Step 3.2. Investigating exploration across transdiagnostic dimensions

Thus far, we exclusively focused on our hypothesised association between exploration and impulsivity / ADHD symptoms. However, to be able to explore the wider associations with other symptom dimensions, we additionally collected data from further questionnaires, in the same spirit as previous transdiagnostic dimensional approaches^39,41,42.

As specified in our preregistration, we conducted a factor analysis across all items of the collected questionnaires (including BIS and ASRS). This factor analysis of individual questionnaire items revealed three distinct latent factors (Fig. 4a) which we labelled as “anxious-depression”, “uncertainty-related distress” and “impulsivity” factor, in accordance with the strongest individual item loadings (cf. Fig. 4b). For correlations between questionnaires and factors cf. Supplementary Fig. 10.

**Fig. 4: Transdiagnostic parcellation of symptoms.**

As we had initially expected, our two impulsivity-related questionnaires (BIS and ASRS) primarily loaded onto one factor (labelled as impulsivity factor). We thus explored the association between this impulsivity factor and value-free random exploration. We found that value-free random exploration was more closely related with the impulsivity factor than with each questionnaire separately (i.e., BIS and ASRS). We found an association between the impulsivity factor and the \(\epsilon\)-greedy parameter (correcting for multiple comparison using Bonferroni correction across 4 parameters x 3 factors, i.e., N = 12; r(578) = 0.257, p_unc < 0.001, p_cor < 0.001, Fig. 5a; accounting for age and IQ: r(573) = 0.204, p_unc < 0.001, p_cor < 0.001) as well as between the impulsivity factor score and the low-value bandit frequency (correcting for multiple comparison using Bonferroni correction across 3 bandits x 3 factors, i.e., N = 9; r(578) = 0.247, p_unc < 0.001, p_cor < 0.001, Fig. 5b; accounting for age and IQ: r(573) = 0.191, p_unc < 0.001, p_cor < 0.001). Together, our results suggest that value-free random exploration is associated with a general impulsivity that spans across multiple questionnaires.
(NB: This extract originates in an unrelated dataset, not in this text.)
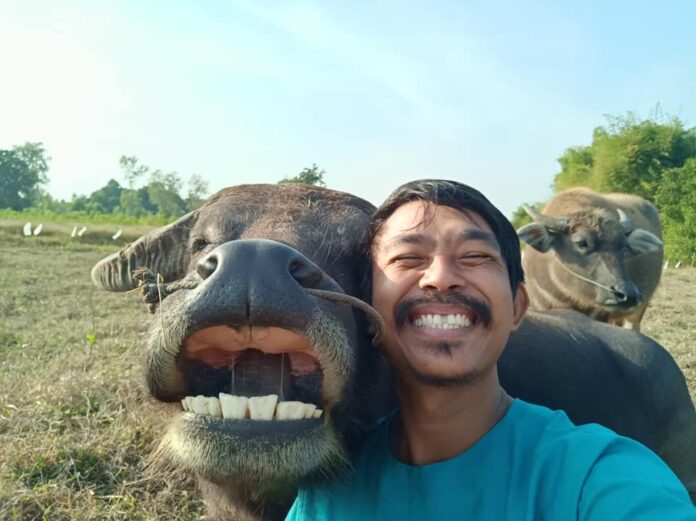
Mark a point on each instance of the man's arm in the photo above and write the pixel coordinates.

**Fig. 5: Exploration associations with transdiagnostic psychiatric factors.**

Having established the link with value-free random exploration, we now explored whether impulsivity was also linked to other forms of exploration. When linking the impulsivity factor with the parameters capturing the other exploration strategies, we did not observe any significant correlation (Bonferroni correction with N = 12), neither with the novelty bonus \(\eta\) (r(578) = 0.051, p_cor = 1, p_unc = 0.223; accounting for age and IQ: r(573) = 0.058, p_cor = 1, p_unc = 0.167; Fig. 5e), nor the prior variance \({\sigma }_{0}\) (r(578) = −0.02, p_cor = 1, p_unc = 0.631; accounting for age and IQ: r(573) = 0.01, p_cor = 1, p_unc = 0.816; Fig. 5e), or the prior mean \({Q}_{0}\) (r(578) = −0.006, p_cor = 1, p_unc = 0.891; accounting for age and IQ: r(573) = −0.016, p_cor = 1, p_unc = 0.701; Fig. 5e). This suggests that the impulsivity is first and foremost linked with value-free random exploration.
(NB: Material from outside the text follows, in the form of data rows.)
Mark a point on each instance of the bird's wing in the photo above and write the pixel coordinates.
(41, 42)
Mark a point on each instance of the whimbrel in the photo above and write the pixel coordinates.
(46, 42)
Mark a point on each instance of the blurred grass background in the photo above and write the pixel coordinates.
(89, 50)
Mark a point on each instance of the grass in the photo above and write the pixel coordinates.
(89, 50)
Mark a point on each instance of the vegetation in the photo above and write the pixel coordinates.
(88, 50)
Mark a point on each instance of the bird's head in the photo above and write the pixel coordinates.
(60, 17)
As a second step, we explored whether exploration correlates with the other factors identified in the factor analysis. Similar to previous studies^{40,41,42,50,51}, we retrieved a factor, labelled anxious-depression, which was mainly capturing depression, social anxiety and trait anxiety questions (SDS, LSAS and STAI-Y2 questionnaires respectively). As for the third factor, we obtained a factor that was mainly capturing intolerance of uncertainty (IUS questionnaire), labelled as uncertainty-related distress.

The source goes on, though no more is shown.